DİNDE NAZARIN YERİ NEDİR? PDF 
Pazar, 21 Nisan 2019 00:00

DİNDE NAZARIN YERİ NEDİR?

Sevgili hocam, dinimizde nazarın yeri nedir. Nazar doğru mudur? Başkaları kötü gözle bakıp bize zarar verebilir mi? Ve en önemlisi eğer nazar doğru ise arkadaşım hocaya gitmiş, hoca üflemiş dua etmiş ve yüzüne okunmuş sıcak taşlar koymuş. Dinimizde böyle şeyler doğru mu ben bunların batıl inanç olduğunu düşünüyorum. Bu konuda bizi aydınlatırsanız çok sevinirim...

Cevap: Nazar vardır. Bazı insanların bakışları etkili olabilir. Bunun çaresi dua etmek, Allah’a sığınmaktır. Abdullah ibn Ab-bâs’ın rivâyetine göre de Allah’ın Elçisi (s.a.v.), Hasan ile Hü-seyn’e nazar değmemmesi için: “E’ûzu bi kelâtillâhit-tâmmeti min kulli şeytânin ve hâmmetin ve min kulli aynin lâmmeh: Her türlü şeytandan, zararlı şeylerden ve kem gözlerden bütün kelimeleri yüzü hürmetine Allah’a sığınırım” du‘âsıyla Allah’a sığınırdı” Hz. Ayşe’nin, nazar değmesine tedâvî olarak: nazar değen kimsenin abdest alıp nazar değmiş olanın, ötekinin abdest suyu ile yıkanmasını söylediği rivâyet edilmiştir. Hasan-ı Basrî’den gelen rivâyete göre de göz değmesinin çaresi, Kalem Sûresinin 51-52. âyetlerini okumaktır:

Ve in yekâdûllezîne keferû le-yuzlikuneke bi eb-sâri­him lemmâ semiûzzikre ve yekulune innehu lemecnûn ve mâ huve illâ zikrun lil-âlemîn: O inkâr edenler Zikr(Kur'-ân)'ı işittikleri zaman, neredeyse seni gözleriyle devireceklerdi. ‘O mecnundur’ diyorlardı. Halbuki o, âlemler için uyarıdan başka bir şey değildir!”

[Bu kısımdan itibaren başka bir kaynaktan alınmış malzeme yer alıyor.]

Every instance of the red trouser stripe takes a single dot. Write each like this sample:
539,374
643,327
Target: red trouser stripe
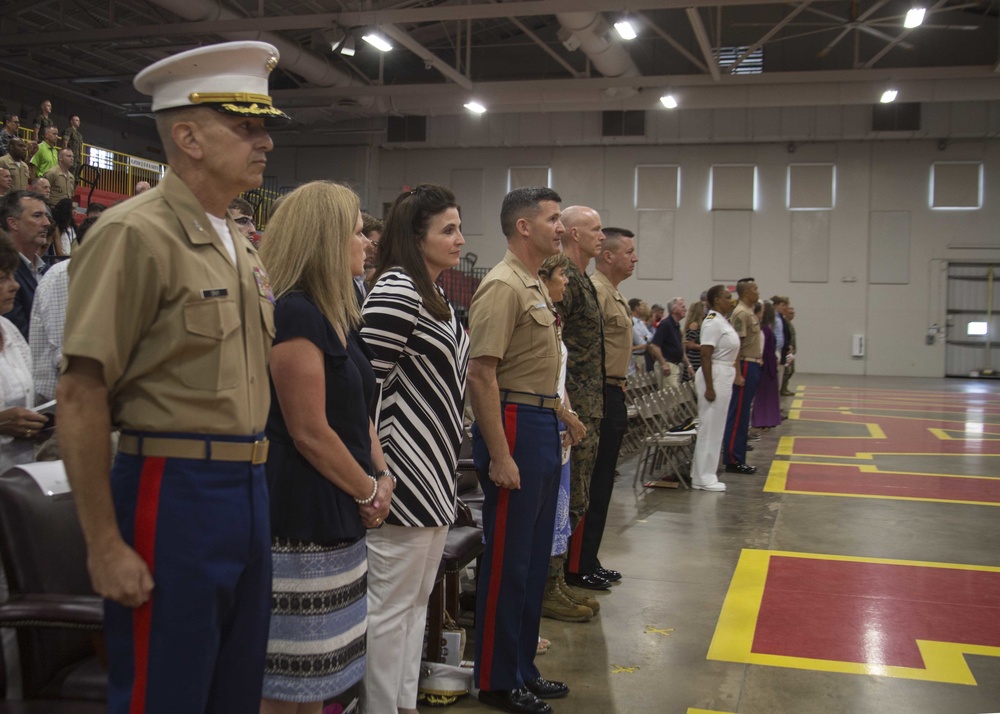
739,408
147,507
496,565
576,546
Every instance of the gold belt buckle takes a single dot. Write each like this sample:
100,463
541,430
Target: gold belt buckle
259,454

Nazar hakkında Hz. Peygamber’den aktarılan bu tür duâlar vardır ama nazar için birtakım aletler kullanmak, okunmuş sıcak taşları hastanın yüzüne koymak gibi şeyler batıl inançtır.

Felak Sûresi’nin sözgeliminden, Bakara: 102’nci âyetten ve sağlam hadîslerden büyünün ve göz değmesinin bir gerçek olduğu anlaşılmaktadır. Yüce Allah: “De ki: 'Rabbim, şeytânların dürtüklemelerinden sana sığınırım ve onların bana uğramalarından sana sığınırım'." âyetinde şeytânların dürtüklemelerinden, uğramalarından Allah'a sığınılması emredilmektedir. Peygamber (s.a.v.) bazı hastalıklara bazı âyetler, özellikle İhlâs, Felak ve Nâs sûrelerini okuduğu gibi, ağrıyan yere elini koyup yedi kere: “Allah'ın adıyla; bulduğum ve kurtulmak istediğim ağrıdan Allah'ın izzet ve kudretine sığınırım" derdi.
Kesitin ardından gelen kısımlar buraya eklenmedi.